Record key parsing is normalized across affected Hudi modules, especially for whitespace and empty comma-separated entries, and reduces duplicated string-splitting logic and makes future record key parsing changes local to KeyGenUtils.

Risk Level

low

Documentation Update

Contributor's checklist

  • Read through contributor's guide
  • Enough context is provided in the sections above
  • Adequate tests were added if applicable

Copy link
Copy Markdown
Contributor

@hudi-agent hudi-agent left a comment

Choose a reason for hiding this comment

The reason will be displayed to describe this comment to others. Learn more.

🤖 This review was generated by an AI agent and may contain mistakes. Please verify any suggestions before applying.

Thanks for the contribution! This PR consolidates record key field parsing across the codebase by routing all call sites through a single KeyGenUtils.getRecordKeyFields helper.
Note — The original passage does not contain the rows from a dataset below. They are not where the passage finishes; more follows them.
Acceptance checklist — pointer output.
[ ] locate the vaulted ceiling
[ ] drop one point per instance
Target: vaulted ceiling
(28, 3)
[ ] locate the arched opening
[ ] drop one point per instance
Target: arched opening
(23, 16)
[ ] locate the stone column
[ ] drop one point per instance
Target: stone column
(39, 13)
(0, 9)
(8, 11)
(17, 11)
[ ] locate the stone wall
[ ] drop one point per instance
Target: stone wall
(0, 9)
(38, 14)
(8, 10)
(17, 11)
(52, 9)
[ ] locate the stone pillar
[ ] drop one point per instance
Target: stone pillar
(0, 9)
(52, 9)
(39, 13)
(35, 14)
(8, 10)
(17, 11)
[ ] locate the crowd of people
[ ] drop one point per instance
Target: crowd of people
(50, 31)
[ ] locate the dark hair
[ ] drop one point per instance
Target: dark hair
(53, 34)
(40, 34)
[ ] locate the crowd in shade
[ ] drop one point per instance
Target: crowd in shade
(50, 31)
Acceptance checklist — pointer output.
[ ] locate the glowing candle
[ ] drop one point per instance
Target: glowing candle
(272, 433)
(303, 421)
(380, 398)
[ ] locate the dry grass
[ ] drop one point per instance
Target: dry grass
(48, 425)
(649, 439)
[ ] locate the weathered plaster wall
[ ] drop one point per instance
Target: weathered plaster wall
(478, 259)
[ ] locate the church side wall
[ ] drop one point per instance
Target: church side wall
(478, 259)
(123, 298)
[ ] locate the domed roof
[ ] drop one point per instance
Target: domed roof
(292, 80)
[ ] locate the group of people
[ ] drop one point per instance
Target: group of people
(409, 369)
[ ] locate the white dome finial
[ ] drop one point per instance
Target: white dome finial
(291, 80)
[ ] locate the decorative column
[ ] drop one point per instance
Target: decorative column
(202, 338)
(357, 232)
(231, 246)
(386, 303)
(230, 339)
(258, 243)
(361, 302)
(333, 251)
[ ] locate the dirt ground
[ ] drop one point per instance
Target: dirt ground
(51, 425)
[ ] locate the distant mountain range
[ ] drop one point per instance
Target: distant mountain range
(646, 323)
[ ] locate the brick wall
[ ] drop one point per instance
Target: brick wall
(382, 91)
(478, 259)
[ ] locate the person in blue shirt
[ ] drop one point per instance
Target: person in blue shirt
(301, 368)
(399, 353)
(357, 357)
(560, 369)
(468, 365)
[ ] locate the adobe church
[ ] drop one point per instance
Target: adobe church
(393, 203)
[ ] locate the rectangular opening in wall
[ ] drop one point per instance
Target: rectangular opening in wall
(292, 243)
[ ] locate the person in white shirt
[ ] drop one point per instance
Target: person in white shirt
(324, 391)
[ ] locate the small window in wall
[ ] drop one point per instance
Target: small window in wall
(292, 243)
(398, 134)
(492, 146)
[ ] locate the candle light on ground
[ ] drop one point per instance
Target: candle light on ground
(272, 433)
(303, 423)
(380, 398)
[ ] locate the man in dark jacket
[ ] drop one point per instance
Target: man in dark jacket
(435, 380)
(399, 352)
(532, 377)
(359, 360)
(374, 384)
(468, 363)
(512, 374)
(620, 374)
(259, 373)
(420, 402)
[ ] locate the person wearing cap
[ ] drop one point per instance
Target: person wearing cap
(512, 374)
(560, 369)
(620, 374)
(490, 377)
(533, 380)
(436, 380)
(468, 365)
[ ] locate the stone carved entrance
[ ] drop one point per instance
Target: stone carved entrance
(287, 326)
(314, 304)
A few behavioral edge cases worth double-checking in the inline comments, particularly around an existing test that asserts untrimmed values and one place where only one side of a containsAll comparison is being normalized. Please take a look at any inline comments, and this should be ready for a Hudi committer or PMC member to take it from here. A couple of nits below — one test file that appears accidentally included, and one spot where the raw .split(",") wasn't replaced to complete the unification.

return new String[]{};
}
return recordKeyStr.split(",");
return KeyGenUtils.getRecordKeyFields(recordKeyStr).toArray(new String[0]);
Copy link
Copy Markdown
Contributor

Choose a reason for hiding this comment

The reason will be displayed to describe this comment to others. Learn more.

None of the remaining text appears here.